Agar setiap orang mengetahuinya, memerintahkan pengundangan Peraturan Menteri ini dengan penempatannya dalam Berita Negara Republik Indonesia.
Ditetapkan di Jakarta
pada tanggal 12 Oktober 2022
MENTERI KESEHATAN REPUBLIK
INDONESIA,
ttd.
BUDI G. SADIKIN
Diundangkan di Jakarta
pada tanggal 17 Oktober 2022
MENTERI HUKUM DAN HAK ASASI MANUSIA REPUBLIK
INDONESIA,
ttd.
YASONNA H. LAOLY
BERITA NEGARA REPUBLIK INDONESIA TAHUN 2022 NOMOR 1054
|
|
|
|
|
|
|
|
|
LAMPIRAN
PERATURAN MENTERI KESEHATAN
REPUBLIK INDONESIA
NOMOR 30 TAHUN 2022 TENTANG
INDIKATOR NASIONAL MUTU
PELAYANAN KESEHATAN TEMPAT PRAKTIK MANDIRI
DOKTER DAN DOKTER GIGI, KLINIK,
PUSAT KESEHATAN MASYARAKAT, RUMAH SAKIT,
LABORATORIUM KESEHATAN, DAN UNIT TRANSFUSI DARAH
PEDOMAN PENGUKURAN
INDIKATOR NASIONAL MUTU PELAYANAN
KESEHATAN TEMPAT PRAKTIK
MANDIRI DOKTER DAN DOKTER GIGI, KLINIK, PUSAT KESEHATAN MASYARAKAT, RUMAH SAKIT, LABORATORIUM KESEHATAN DAN UNIT TRANSFUSI DARAH
BAB I PENDAHULUAN
A.
Latar Belakang
Pembangunan kesehatan pada hakikatnya adalah
upaya yang dilaksanakan oleh semua komponen
bangsa Indonesia yang bertujuan untuk meningkatkan kesadaran, kemauan, dan
kemampuan hidup sehat bagi setiap orang agar terwujud derajat
kesehatan masyarakat yang setinggi-tingginya, sebagai
investasi bagi pembangunan sumber daya manusia
yang produktif secara sosial dan ekonomi.
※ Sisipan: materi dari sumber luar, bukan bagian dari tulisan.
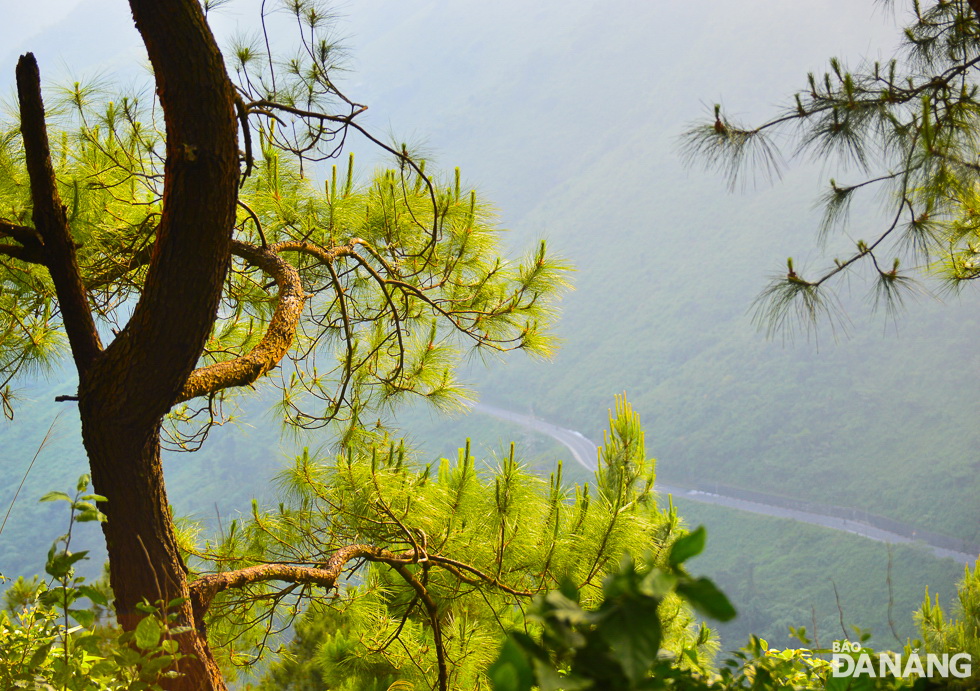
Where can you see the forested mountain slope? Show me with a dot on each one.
(567, 115)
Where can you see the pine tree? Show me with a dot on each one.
(178, 269)
(909, 128)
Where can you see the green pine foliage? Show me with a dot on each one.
(960, 632)
(493, 534)
(904, 129)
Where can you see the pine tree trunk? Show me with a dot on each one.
(128, 388)
(144, 564)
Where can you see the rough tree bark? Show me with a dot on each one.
(127, 388)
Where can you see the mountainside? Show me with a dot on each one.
(567, 115)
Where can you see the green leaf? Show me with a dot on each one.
(512, 670)
(707, 599)
(84, 617)
(688, 546)
(39, 656)
(93, 594)
(632, 629)
(148, 633)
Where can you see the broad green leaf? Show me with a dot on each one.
(84, 617)
(707, 599)
(512, 671)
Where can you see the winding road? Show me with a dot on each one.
(585, 452)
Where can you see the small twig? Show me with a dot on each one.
(840, 611)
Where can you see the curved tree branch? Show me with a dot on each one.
(204, 589)
(278, 337)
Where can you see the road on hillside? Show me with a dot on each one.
(586, 453)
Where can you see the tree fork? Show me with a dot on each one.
(134, 382)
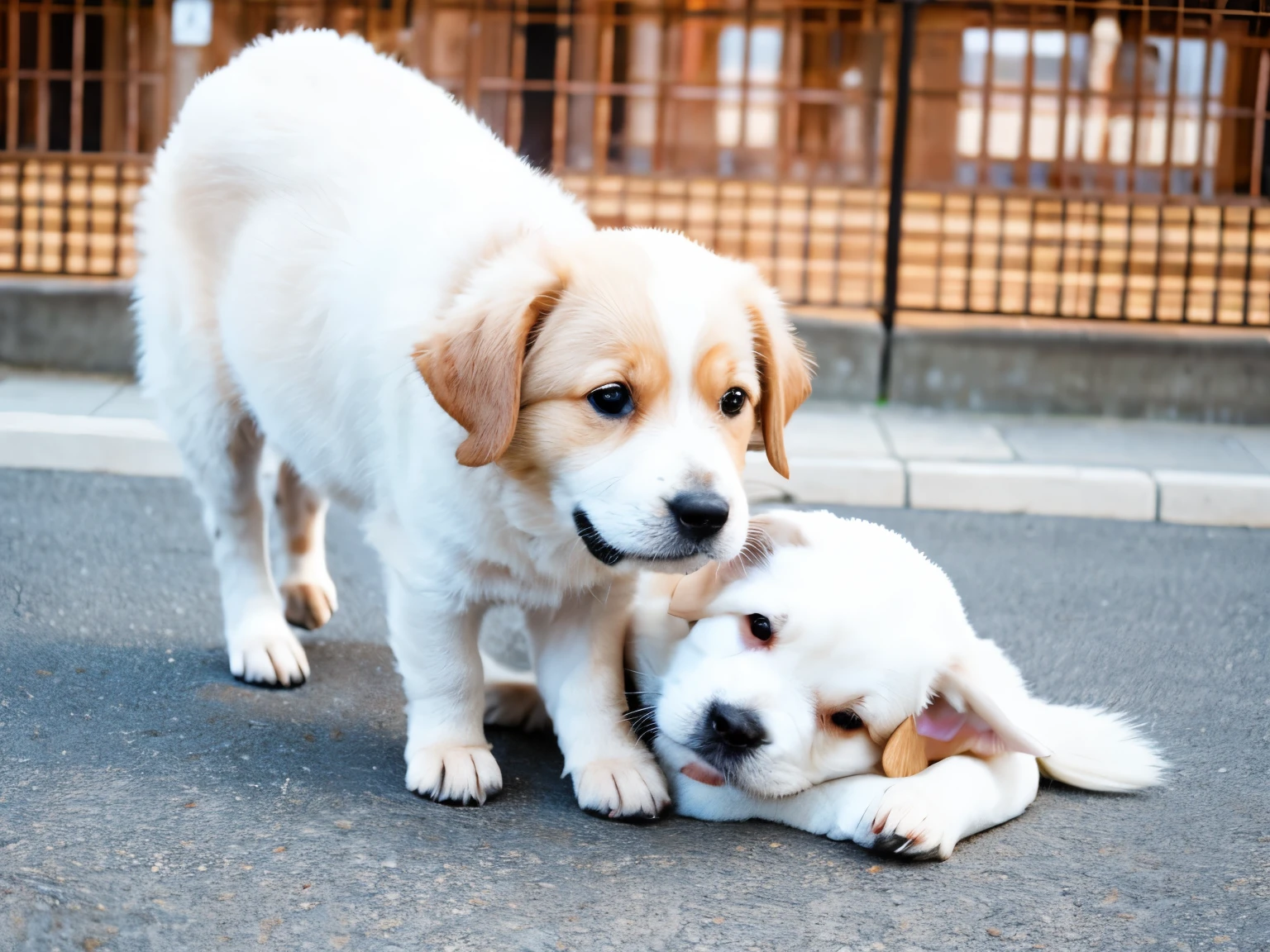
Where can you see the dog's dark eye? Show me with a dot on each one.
(846, 720)
(733, 402)
(761, 627)
(613, 399)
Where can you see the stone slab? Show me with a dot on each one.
(35, 440)
(1038, 490)
(1213, 497)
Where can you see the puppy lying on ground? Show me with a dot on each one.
(829, 681)
(338, 259)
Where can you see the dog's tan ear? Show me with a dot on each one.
(784, 372)
(694, 593)
(905, 753)
(473, 366)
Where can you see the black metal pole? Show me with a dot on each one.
(895, 211)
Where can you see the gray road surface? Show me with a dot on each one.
(149, 801)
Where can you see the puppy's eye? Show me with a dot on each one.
(761, 627)
(613, 399)
(733, 402)
(846, 720)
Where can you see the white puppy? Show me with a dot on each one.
(824, 668)
(338, 259)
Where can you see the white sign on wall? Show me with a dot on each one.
(191, 21)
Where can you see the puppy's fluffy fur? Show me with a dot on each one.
(867, 634)
(338, 259)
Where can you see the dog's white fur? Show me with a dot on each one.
(865, 623)
(324, 231)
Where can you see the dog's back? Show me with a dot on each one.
(309, 213)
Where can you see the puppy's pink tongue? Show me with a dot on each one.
(701, 774)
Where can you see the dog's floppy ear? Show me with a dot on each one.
(784, 372)
(981, 707)
(473, 366)
(767, 532)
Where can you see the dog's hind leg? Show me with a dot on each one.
(306, 587)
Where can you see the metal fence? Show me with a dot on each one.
(1075, 159)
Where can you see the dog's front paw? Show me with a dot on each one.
(310, 603)
(454, 774)
(910, 821)
(265, 651)
(629, 788)
(514, 705)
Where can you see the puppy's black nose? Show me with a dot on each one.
(737, 729)
(699, 513)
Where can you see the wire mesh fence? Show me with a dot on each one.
(1077, 159)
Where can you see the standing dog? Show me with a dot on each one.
(829, 681)
(338, 259)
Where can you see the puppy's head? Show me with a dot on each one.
(620, 380)
(812, 651)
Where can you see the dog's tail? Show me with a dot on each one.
(1096, 750)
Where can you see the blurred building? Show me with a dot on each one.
(1073, 159)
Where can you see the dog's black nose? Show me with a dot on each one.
(700, 513)
(737, 729)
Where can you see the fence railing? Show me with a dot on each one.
(1081, 159)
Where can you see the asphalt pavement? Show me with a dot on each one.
(149, 801)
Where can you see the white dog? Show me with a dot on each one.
(338, 259)
(824, 668)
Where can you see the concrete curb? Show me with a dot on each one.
(1213, 497)
(1100, 493)
(123, 445)
(1177, 374)
(79, 324)
(135, 447)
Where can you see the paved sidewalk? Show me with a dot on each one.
(846, 455)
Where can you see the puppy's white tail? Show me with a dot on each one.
(1096, 750)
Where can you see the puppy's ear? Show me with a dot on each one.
(694, 593)
(784, 372)
(473, 366)
(981, 707)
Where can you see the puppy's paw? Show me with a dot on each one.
(310, 603)
(629, 788)
(265, 651)
(910, 821)
(452, 774)
(513, 705)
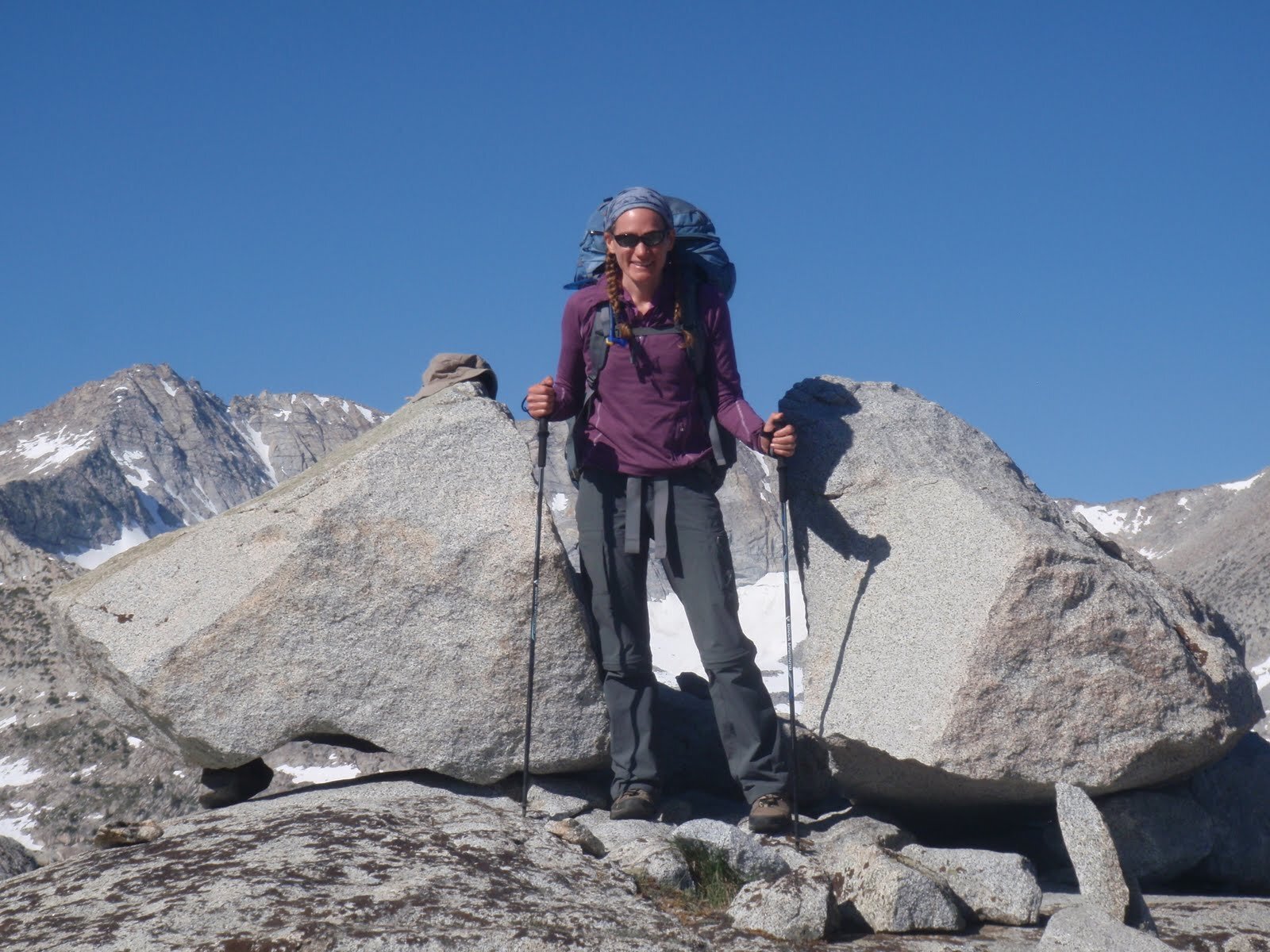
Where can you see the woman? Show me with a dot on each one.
(647, 460)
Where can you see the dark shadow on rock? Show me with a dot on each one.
(342, 740)
(819, 409)
(422, 777)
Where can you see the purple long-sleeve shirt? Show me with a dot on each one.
(647, 418)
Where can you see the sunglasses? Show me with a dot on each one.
(651, 239)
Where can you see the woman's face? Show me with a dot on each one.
(641, 263)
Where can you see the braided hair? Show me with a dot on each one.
(622, 327)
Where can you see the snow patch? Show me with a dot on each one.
(18, 774)
(206, 499)
(256, 438)
(130, 536)
(1113, 522)
(1241, 484)
(57, 448)
(16, 829)
(319, 774)
(1261, 673)
(139, 476)
(762, 617)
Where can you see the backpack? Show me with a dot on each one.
(698, 257)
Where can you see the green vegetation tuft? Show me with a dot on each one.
(715, 884)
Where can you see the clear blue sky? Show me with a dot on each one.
(1052, 219)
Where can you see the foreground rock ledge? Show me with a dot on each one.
(393, 862)
(973, 643)
(384, 594)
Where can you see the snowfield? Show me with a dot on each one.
(762, 617)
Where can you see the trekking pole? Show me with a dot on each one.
(533, 613)
(783, 490)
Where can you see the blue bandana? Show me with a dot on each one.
(637, 198)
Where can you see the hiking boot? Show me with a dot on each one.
(770, 814)
(634, 804)
(234, 785)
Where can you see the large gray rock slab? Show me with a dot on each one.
(1159, 835)
(971, 641)
(384, 594)
(1085, 928)
(798, 907)
(996, 888)
(374, 865)
(1233, 793)
(878, 889)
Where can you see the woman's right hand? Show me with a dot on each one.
(540, 400)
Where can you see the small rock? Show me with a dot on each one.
(1092, 852)
(1246, 943)
(997, 888)
(126, 835)
(656, 860)
(889, 895)
(1086, 928)
(573, 831)
(794, 908)
(14, 858)
(562, 797)
(749, 858)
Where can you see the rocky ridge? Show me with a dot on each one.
(148, 451)
(1216, 539)
(356, 863)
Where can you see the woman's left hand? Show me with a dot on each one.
(779, 438)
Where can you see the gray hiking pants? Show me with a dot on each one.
(698, 566)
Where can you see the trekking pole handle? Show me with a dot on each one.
(543, 442)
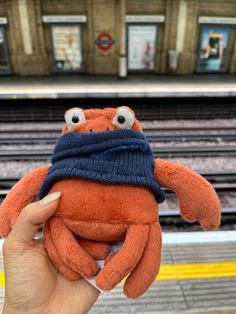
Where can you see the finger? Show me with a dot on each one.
(87, 296)
(32, 216)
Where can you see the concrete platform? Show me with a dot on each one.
(171, 294)
(83, 86)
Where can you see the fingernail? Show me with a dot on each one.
(50, 198)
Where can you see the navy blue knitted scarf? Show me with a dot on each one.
(120, 156)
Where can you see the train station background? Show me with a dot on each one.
(117, 37)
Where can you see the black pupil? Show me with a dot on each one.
(121, 119)
(75, 119)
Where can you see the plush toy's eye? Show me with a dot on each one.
(123, 119)
(74, 117)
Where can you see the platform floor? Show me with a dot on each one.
(84, 86)
(198, 275)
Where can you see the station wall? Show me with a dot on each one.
(117, 37)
Kondisi
ini akan tercapai
apabila penduduknya hidup
dengan perilaku dan dalam lingkungan sehat, memiliki kemampuan
untuk menjangkau pelayanan
kesehatan yang bermutu, secara adil dan merata, serta didukung sistem kesehatan
yang kuat dan tangguh.
Dalam rangka mewujudkan tujuan pembangunan kesehatan
sebagaimana tertuang dalam Peraturan Presiden Nomor 18 Tahun 2020 tentang Rencana Pembangunan Jangka
Menengah Nasional Tahun 2020- 2024, Kementerian Kesehatan telah menetapkan 6 (enam) Tujuan
Strategis, yang salah satunya adalah peningkatan cakupan
kesehatan semesta yang bermutu. Untuk
mencapai tujuan strategis tersebut, ditetapkan sasaran
strategis yaitu meningkatnya ketersediaan Fasilitas Pelayanan
Kesehatan dan peningkatan mutu pelayanan kesehatan.
Secara umum pembangunan
kesehatan telah menunjukkan berbagai kemajuan penting
dalam peningkatan status kesehatan. Dalam hal ini dapat
dilihat dari beberapa indikator, di antaranya Umur Harapan Hidup (UHH) orang Indonesia telah naik mengikuti
tren kenaikan UHH global. Tahun 2017, UHH orang Indonesia telah mencapai 71.5 tahun. Angka Kematian Ibu (AKI) telah menurun dari 346 kematian
per 100.000 KH pada tahun 2010 (Sensus
Penduduk 2010) menjadi
305 kematian per
100.000 KH pada tahun 2015 (SUPAS 2015).
Angka Kematian Bayi (AKB) juga menurun
dari 32 kematian
per 1.000 KH pada tahun
2012 menjadi 24 kematian per 1.000 KH pada tahun 2017
(SDKI). Prevalensi stunting pada balita dari 37,2% (2013) turun
menjadi 30,8% (Riskesdas 2018) dan 27,7% (SSGBI 2019).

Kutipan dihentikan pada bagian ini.